Update:

AWS is constantly adding new modules to its Lambda functions. Those can be added via layers. Before creating custom layers, as outlined in this article, I recommend checking the AWS layers. Navigate to your Lambda function and choose Add Layer at the bottom of the page.

Afterward, you can choose from several AWS-provided layers:

  • AWS-AppConfig-Extension
  • LambdaInsightsExtension
  • AWSCodeGuruProfilerPythonAgentLambdaLayer
  • AWSSDKPandas-Python39
  • AWS-Parameters-and-Secrets-Lambda-Extension

I have also published a blog post outlining an automated process creating lambda layer:

Build and Deploy AWS Lambda Layer
Introduction As a developer working with AWS Lambda, I’ve always loved the idea of serverless computing - deploying code without worrying about managing servers. However, one challenge that frequently came up was handling Python dependencies in Lambda functions. Deploying a Lambda function with multiple dependencies can be cumbersome, especially

Did you stumble across the following error when running your Lambda functions before?

{
  "errorMessage": "Unable to import module 'lambda_function': No module named 'pandas'",
  "errorType": "Runtime.ImportModuleError",
  "stackTrace": []
}

It happened to me when I was working with specialized modules like pandas or NumPy. The challenge is that the chosen AWS python runtime doesn't have the pandas module installed. To fix that, AWS is offering layers, which can be added to your Lambda function:

You can configure your Lambda function to use additional code and content in the form of layers. A layer is a ZIP archive that contains libraries, a custom runtime, or other dependencies. With layers, you can use libraries in your function without needing to include them in your deployment package.

Table of Contents
📐 Setup AWS Cloud9 environment
💻 Generate the new layer
📢 Publish new layer to be used by AWS Lambda
🧪 Testing the setup

📐 Setup AWS Cloud9 environment

Before we can start creating the layer, we need to identify the Python runtime the function is using to choose the right version of the pandas module. We can find this information at the bottom of the Lambda function page on the AWS console. In this example, the function uses Python 3.8:

AWS python runtime version
AWS python runtime version

All commands which we are using will be applicable for Python 3.8, if you have a different version, you need to adjust the commands accordingly.
The easiest and quickest way to create a layer is via the AWS Cloud9 IDE. We create a new environment and use the standard configuration of the IDE, no further changes are necessary:

AWS Cloud9 setup configuration
AWS Cloud9 setup configuration

Cloud9 is structured like most modern IDEs. On the left-hand side, we have a directory explorer, where we can create files and navigate through folders. On the left, we have a file editor and a terminal on the bottom half. In this guide we will mainly use the terminal to run commands and create the layer.
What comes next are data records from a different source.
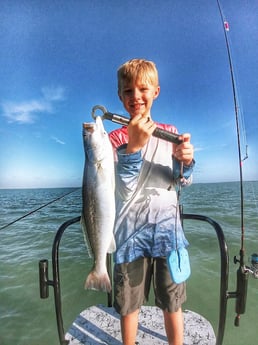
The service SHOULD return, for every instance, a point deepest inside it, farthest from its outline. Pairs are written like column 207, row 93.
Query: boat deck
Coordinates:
column 100, row 325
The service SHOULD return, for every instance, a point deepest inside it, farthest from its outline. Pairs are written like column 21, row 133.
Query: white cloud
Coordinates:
column 27, row 112
column 53, row 93
column 58, row 140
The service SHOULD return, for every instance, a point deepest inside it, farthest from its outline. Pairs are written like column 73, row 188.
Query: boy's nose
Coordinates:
column 136, row 93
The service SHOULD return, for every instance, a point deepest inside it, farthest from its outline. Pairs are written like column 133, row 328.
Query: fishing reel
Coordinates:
column 253, row 269
column 243, row 273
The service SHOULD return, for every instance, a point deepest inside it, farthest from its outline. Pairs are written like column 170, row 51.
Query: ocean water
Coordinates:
column 25, row 319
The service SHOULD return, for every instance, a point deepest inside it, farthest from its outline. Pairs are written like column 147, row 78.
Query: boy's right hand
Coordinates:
column 139, row 131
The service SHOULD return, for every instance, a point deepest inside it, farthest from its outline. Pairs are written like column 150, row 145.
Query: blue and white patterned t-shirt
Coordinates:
column 147, row 217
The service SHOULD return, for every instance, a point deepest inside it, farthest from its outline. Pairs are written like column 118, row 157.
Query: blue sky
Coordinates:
column 59, row 58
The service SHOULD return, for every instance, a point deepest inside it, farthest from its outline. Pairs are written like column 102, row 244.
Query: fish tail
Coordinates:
column 100, row 282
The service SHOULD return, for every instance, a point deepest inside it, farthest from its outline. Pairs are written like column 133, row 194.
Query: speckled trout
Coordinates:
column 98, row 209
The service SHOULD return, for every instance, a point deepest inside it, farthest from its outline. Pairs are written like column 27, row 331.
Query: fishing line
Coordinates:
column 37, row 209
column 237, row 118
column 242, row 273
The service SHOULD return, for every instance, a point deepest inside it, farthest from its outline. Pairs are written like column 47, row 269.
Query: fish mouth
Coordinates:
column 89, row 126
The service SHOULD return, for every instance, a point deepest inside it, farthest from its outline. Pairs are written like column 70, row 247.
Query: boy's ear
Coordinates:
column 156, row 92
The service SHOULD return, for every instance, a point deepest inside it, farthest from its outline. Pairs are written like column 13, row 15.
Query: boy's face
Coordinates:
column 137, row 97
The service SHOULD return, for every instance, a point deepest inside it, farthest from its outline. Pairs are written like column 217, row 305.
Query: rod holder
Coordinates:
column 43, row 278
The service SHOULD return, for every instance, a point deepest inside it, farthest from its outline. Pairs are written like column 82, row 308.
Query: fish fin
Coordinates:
column 112, row 246
column 86, row 238
column 98, row 282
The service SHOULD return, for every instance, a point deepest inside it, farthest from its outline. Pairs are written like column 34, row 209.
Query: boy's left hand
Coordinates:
column 184, row 152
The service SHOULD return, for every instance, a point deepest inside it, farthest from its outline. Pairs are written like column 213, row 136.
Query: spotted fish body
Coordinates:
column 98, row 210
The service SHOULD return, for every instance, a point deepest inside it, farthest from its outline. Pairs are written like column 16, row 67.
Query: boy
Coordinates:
column 147, row 218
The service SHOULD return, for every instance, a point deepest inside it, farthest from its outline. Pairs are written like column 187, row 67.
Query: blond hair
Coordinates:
column 137, row 69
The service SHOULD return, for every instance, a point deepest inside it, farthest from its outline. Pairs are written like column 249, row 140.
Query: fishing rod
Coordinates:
column 122, row 120
column 243, row 271
column 37, row 209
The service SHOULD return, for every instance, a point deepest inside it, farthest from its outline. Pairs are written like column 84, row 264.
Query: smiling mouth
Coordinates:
column 136, row 105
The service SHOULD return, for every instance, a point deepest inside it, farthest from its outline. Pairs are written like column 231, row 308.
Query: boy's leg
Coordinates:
column 169, row 297
column 174, row 326
column 131, row 288
column 129, row 326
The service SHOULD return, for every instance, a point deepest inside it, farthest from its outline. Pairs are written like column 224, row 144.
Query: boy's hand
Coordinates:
column 139, row 131
column 184, row 152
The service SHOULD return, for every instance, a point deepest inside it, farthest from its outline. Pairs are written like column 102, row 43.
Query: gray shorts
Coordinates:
column 132, row 285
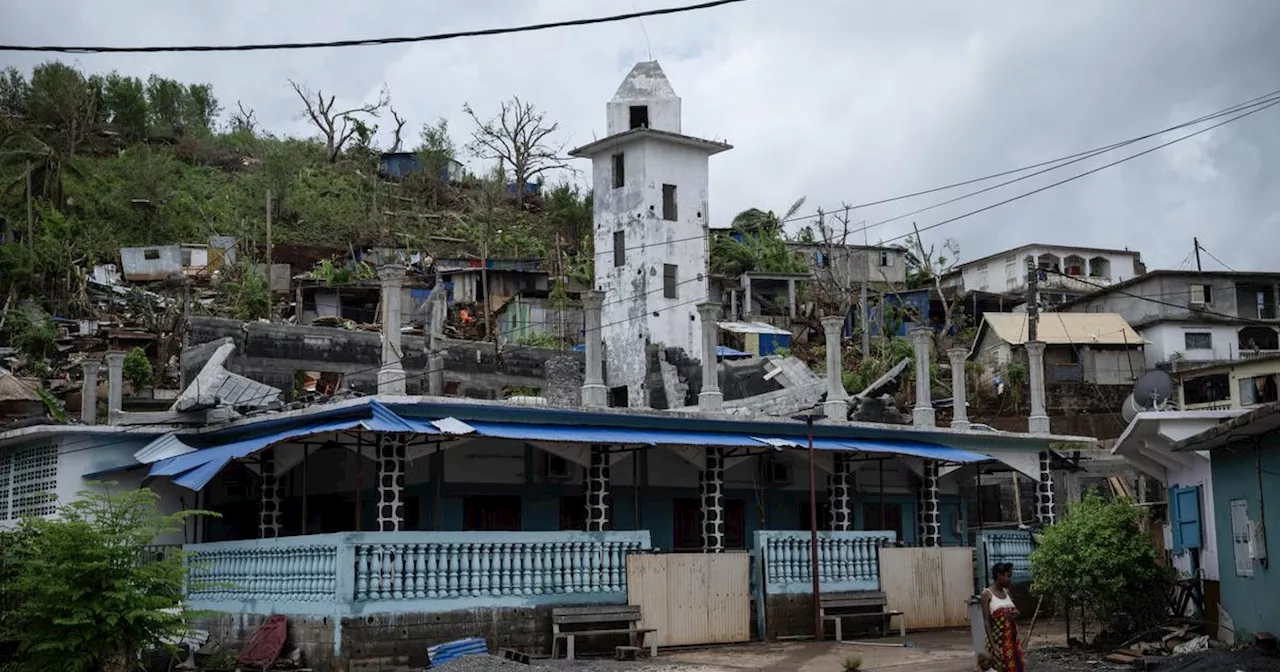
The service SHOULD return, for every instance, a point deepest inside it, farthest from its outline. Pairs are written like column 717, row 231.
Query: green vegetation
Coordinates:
column 83, row 598
column 118, row 161
column 1100, row 561
column 137, row 369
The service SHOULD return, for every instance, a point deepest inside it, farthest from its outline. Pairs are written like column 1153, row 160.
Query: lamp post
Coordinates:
column 809, row 419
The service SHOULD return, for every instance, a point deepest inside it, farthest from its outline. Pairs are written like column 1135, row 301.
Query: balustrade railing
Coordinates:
column 846, row 561
column 391, row 570
column 1005, row 545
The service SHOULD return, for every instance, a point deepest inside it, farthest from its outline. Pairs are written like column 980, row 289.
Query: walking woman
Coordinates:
column 1000, row 613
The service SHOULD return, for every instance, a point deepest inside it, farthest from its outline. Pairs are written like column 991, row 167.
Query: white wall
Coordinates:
column 634, row 291
column 1008, row 273
column 1168, row 338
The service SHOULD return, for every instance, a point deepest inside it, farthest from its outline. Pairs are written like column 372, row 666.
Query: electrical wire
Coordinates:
column 1215, row 259
column 1073, row 178
column 1072, row 158
column 374, row 41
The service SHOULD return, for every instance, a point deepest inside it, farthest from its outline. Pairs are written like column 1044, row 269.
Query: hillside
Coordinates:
column 117, row 161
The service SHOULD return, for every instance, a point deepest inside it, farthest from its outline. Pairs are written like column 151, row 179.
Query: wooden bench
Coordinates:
column 604, row 620
column 867, row 604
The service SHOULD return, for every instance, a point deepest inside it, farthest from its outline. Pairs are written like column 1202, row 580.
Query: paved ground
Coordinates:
column 923, row 652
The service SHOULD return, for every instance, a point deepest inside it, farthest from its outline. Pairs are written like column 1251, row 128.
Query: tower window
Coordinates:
column 639, row 117
column 620, row 170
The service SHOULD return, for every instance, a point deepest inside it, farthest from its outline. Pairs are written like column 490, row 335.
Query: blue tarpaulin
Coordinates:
column 620, row 435
column 195, row 470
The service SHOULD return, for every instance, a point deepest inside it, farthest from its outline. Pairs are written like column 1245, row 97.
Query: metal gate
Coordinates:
column 693, row 598
column 931, row 585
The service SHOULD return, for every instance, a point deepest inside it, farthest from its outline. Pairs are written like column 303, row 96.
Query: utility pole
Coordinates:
column 1032, row 300
column 863, row 312
column 268, row 238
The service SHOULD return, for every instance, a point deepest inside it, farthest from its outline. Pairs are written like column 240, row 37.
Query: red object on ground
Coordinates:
column 264, row 648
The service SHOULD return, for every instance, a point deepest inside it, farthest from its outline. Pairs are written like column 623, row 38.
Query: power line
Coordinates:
column 1069, row 159
column 1159, row 302
column 374, row 41
column 1215, row 259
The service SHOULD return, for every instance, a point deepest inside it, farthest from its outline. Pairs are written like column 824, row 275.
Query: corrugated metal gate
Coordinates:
column 693, row 598
column 929, row 585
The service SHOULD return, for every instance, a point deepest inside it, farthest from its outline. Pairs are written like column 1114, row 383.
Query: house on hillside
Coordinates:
column 1189, row 521
column 1243, row 453
column 1194, row 316
column 1097, row 348
column 1229, row 385
column 1072, row 272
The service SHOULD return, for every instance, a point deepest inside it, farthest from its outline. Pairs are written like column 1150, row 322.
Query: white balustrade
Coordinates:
column 846, row 560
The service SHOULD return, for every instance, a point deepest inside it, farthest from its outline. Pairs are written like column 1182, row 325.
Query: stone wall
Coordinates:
column 400, row 641
column 273, row 353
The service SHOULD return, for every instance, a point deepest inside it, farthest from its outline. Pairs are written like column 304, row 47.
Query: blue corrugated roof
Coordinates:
column 195, row 470
column 621, row 435
column 928, row 451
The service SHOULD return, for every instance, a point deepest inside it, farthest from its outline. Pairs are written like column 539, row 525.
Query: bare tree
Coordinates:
column 520, row 137
column 400, row 127
column 337, row 127
column 243, row 119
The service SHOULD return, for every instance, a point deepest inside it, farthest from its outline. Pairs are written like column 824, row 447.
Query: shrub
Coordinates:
column 1098, row 560
column 137, row 369
column 85, row 600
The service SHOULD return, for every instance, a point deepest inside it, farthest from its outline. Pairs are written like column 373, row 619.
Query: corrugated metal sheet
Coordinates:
column 752, row 328
column 452, row 650
column 1065, row 328
column 693, row 598
column 929, row 585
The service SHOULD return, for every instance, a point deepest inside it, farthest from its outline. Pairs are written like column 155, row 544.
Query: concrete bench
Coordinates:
column 594, row 621
column 865, row 604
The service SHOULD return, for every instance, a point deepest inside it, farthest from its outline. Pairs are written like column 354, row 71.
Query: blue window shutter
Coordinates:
column 1188, row 517
column 1174, row 525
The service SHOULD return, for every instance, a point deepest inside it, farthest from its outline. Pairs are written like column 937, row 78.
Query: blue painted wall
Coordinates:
column 1251, row 600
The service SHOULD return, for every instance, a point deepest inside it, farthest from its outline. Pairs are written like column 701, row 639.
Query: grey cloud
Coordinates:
column 835, row 100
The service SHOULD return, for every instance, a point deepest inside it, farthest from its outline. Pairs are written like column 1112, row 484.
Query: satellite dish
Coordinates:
column 1152, row 391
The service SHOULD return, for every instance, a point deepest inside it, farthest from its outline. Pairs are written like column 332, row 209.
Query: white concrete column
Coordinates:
column 923, row 415
column 594, row 393
column 392, row 449
column 391, row 375
column 1045, row 490
column 711, row 397
column 598, row 490
column 270, row 498
column 1038, row 420
column 88, row 392
column 959, row 391
column 931, row 517
column 839, row 493
column 114, row 385
column 711, row 485
column 837, row 400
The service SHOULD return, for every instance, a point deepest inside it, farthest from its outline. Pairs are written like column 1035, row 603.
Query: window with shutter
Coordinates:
column 1184, row 517
column 1240, row 538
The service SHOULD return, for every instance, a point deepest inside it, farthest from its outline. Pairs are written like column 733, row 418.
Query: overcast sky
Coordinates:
column 835, row 100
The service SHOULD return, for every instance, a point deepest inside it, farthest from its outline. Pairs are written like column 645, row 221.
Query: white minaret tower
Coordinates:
column 649, row 186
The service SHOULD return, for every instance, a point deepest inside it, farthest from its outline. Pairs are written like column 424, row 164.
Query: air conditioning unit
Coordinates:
column 557, row 469
column 777, row 472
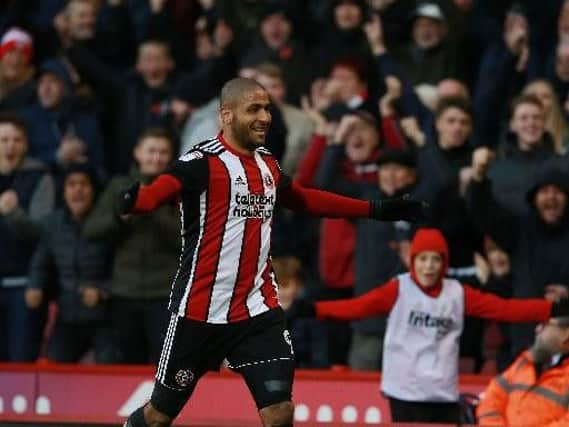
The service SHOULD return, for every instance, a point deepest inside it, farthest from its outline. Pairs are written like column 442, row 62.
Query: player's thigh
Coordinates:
column 265, row 358
column 189, row 350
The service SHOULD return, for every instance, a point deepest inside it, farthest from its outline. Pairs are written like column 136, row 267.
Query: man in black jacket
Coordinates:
column 537, row 242
column 80, row 271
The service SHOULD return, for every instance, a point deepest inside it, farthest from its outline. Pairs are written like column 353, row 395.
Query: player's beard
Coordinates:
column 242, row 132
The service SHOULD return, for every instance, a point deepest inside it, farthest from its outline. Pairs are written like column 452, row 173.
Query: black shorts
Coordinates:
column 260, row 349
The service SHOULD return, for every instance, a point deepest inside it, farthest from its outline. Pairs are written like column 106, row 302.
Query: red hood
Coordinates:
column 429, row 239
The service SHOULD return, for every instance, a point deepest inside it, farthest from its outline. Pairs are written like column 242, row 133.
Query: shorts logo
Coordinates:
column 288, row 340
column 184, row 377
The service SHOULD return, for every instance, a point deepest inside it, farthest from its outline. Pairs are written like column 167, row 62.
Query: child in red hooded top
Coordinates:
column 425, row 319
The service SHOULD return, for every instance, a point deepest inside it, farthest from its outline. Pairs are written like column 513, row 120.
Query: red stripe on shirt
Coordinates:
column 163, row 189
column 268, row 289
column 249, row 250
column 274, row 169
column 217, row 211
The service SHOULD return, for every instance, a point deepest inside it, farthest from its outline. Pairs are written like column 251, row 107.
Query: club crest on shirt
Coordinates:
column 184, row 377
column 288, row 340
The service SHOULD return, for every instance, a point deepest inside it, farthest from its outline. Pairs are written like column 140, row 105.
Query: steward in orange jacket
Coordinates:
column 530, row 393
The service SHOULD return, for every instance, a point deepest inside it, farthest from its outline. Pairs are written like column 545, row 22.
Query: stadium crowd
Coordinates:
column 461, row 103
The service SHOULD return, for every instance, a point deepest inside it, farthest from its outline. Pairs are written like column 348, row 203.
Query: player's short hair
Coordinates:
column 235, row 90
column 157, row 132
column 18, row 123
column 453, row 102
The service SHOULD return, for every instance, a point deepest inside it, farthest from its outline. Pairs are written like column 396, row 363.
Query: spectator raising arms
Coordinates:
column 425, row 319
column 26, row 196
column 146, row 254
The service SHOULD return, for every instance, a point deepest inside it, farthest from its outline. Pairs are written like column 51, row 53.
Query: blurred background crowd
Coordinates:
column 462, row 103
On Cloud9, we first check which version of python is currently active:

alexanderhose:~/environment $ python --version
Python 3.7.10

Next, we check if Python 3.8 is already installed:

alexanderhose:~/environment $ ll /usr/bin/python*
lrwxrwxrwx 1 root root    7 Aug 15 20:21 /usr/bin/python -> python2
lrwxrwxrwx 1 root root    9 Aug 15 20:21 /usr/bin/python2 -> python2.7
-rwxr-xr-x 1 root root 7048 May 25 14:31 /usr/bin/python2.7
-rwxr-xr-x 1 root root 1846 May 25 14:31 /usr/bin/python2.7-config
lrwxrwxrwx 1 root root   16 Aug 15 20:21 /usr/bin/python2-config -> python2.7-config
[...]

Unfortunately, this doesn't seem to be the case. So let's install it like we would do on any other Linux distribution and run the yum (Yellowdog Updater, Modified) install command? If we do that, we are greeted with the following error message:

alexanderhose:~/environment $ sudo yum install python38
[...]
No package python38 available.
Error: Nothing to do

python38 is available in Amazon Linux Extra topic "python3.8"

To use, run
# sudo amazon-linux-extras install python3.8

With this information, we can activate python 3.8 and re-run the yum command:

alexanderhose:~/environment $ sudo amazon-linux-extras enable python3.8
[...]
Now you can install:
 # yum clean metadata
 # yum install python38
alexanderhose:~/environment $ sudo yum install python38
[...]
Dependency Installed:
  python38-libs.x86_64 0:3.8.5-1.amzn2.0.3 [...]
Complete!

💻 Generate the new layer

I recommend using a virtual environment so we can easily isolate the module and generate the zip file. A virtual environment has been preinstalled since python 3.3 and is used to create isolated Python environments.

When creating a virtual environment we need to specify the version of python with the -p argument.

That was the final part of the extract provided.